(1868-1927)
"While he had been telling me the story I noticed him continually rubbing
the glass of the eyeglasses he had found on the side table. From the evident
pleasure he was taking in handling them I felt they must be one of those
sensible evidences destined to enter what he had called the circle of the
right end of his reason. That strange and unique way of his, to express
himself in terms wonderfully adequate for his thoughts, no longer surprised
me. It was often necessary to know his thought to understand the terms he
used; and it was not easy to penetrate into Rouletabille's thinking." (La
Mystere de la Chambre Jaune)
Gaston Leroux, born on 6th May 1868, and trained as a lawyer on his
father's instruction. He dreamed of becoming a writer however and,
influenced by Dumas, Poe and Hugo. Leroux's life was
eventful to say the least. When his father died leaving a considerable
inheritance, Leroux managed to dispose of the whole sum in less than a year.
He himself was a roving reporter and spend much time abroad in locations
such as Sweden, Finland, Morocco, Egypt and even Korea. He wrote four novels
and then decided to try to better Conan Doyle and Poe with his
own mystery stories. So, Leroux became the author of a number of extremely
popular detective novels, the most prominent of which were La Mystere de
la Chambre Jaune ("The Mystery of the Yellow Room", 1907) and Le
Parfum de la Dame en Noir. Their central and enduring character was the
amateur detective known as Rouletabille for his bullet-shaped head. This
man, Joseph Raul, is by trade a journalist and crime-reporter. Though still
a young man he manages to use his powers of reasoning to solve mysteries
while the police remain baffled - much in the vein of English authors G K
Chesterton's Father Brown and, later, Agatha Christie's Miss Marple.

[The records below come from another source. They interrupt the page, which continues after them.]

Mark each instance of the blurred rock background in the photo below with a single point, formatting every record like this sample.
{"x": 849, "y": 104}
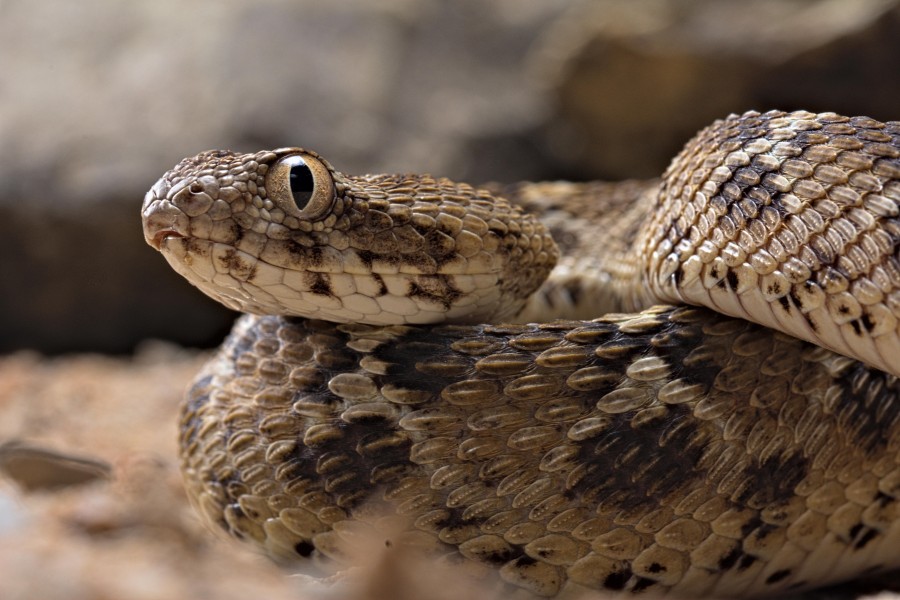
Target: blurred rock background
{"x": 99, "y": 98}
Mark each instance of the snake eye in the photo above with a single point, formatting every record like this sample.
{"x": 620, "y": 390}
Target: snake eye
{"x": 301, "y": 186}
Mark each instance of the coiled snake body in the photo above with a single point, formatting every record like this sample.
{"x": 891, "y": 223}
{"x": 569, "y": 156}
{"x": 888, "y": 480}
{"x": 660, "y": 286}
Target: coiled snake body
{"x": 672, "y": 450}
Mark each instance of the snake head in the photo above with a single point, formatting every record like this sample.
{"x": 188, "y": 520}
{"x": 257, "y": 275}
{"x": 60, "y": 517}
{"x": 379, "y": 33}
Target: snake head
{"x": 283, "y": 232}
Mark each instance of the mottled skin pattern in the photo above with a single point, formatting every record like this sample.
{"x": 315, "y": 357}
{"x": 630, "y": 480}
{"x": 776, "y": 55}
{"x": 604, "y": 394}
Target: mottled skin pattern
{"x": 675, "y": 450}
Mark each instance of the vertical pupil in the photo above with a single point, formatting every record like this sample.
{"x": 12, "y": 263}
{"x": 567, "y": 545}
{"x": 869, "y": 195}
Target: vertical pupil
{"x": 302, "y": 184}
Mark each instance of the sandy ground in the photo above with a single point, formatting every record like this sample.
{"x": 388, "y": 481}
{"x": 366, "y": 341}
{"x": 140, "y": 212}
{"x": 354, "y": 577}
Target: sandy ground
{"x": 91, "y": 503}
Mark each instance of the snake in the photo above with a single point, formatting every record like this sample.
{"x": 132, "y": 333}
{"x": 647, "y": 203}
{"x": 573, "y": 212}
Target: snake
{"x": 681, "y": 386}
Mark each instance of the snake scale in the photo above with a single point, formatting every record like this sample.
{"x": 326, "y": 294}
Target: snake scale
{"x": 740, "y": 438}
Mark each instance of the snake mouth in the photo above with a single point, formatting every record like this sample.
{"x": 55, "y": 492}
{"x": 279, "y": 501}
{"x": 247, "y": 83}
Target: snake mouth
{"x": 161, "y": 236}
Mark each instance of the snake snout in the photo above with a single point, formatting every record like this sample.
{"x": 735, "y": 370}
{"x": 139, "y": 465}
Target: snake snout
{"x": 163, "y": 220}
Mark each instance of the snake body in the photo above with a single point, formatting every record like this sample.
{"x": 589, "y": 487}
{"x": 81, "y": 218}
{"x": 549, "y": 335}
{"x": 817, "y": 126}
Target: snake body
{"x": 747, "y": 451}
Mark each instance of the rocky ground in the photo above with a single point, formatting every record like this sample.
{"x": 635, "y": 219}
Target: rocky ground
{"x": 97, "y": 99}
{"x": 91, "y": 503}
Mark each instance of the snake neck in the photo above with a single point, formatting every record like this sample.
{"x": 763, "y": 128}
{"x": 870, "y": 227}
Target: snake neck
{"x": 596, "y": 226}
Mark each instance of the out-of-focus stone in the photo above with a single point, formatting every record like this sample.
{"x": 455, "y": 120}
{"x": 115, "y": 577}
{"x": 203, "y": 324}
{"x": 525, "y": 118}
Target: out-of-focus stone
{"x": 634, "y": 79}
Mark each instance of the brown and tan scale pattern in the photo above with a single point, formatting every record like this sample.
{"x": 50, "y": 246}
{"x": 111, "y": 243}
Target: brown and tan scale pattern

By 1909, Leroux was famous and successful enough to resign from
journalism and spend all of his time writing. La Double Vie de
Theophraste Longuet and La Reine du Sabbat are two of the
author's famous horror stories produced during this period though he is now
perhaps best known worldwide for his creation of the famous eponymous hero
in The Phantom of the Opera (1910) that has been staged and filmed a
number of times and remains a popular musical by Andrew Lloyd Webber. Leroux
achieved a reasonable level of fame himself towards the end of his life, and
he resided at his beautiful and final home, the "Palace of the North Star".
He suffered, however, from illness on account of his obesity. On April 15,
1927 and at the age of 59 he died of an acute urinary infection.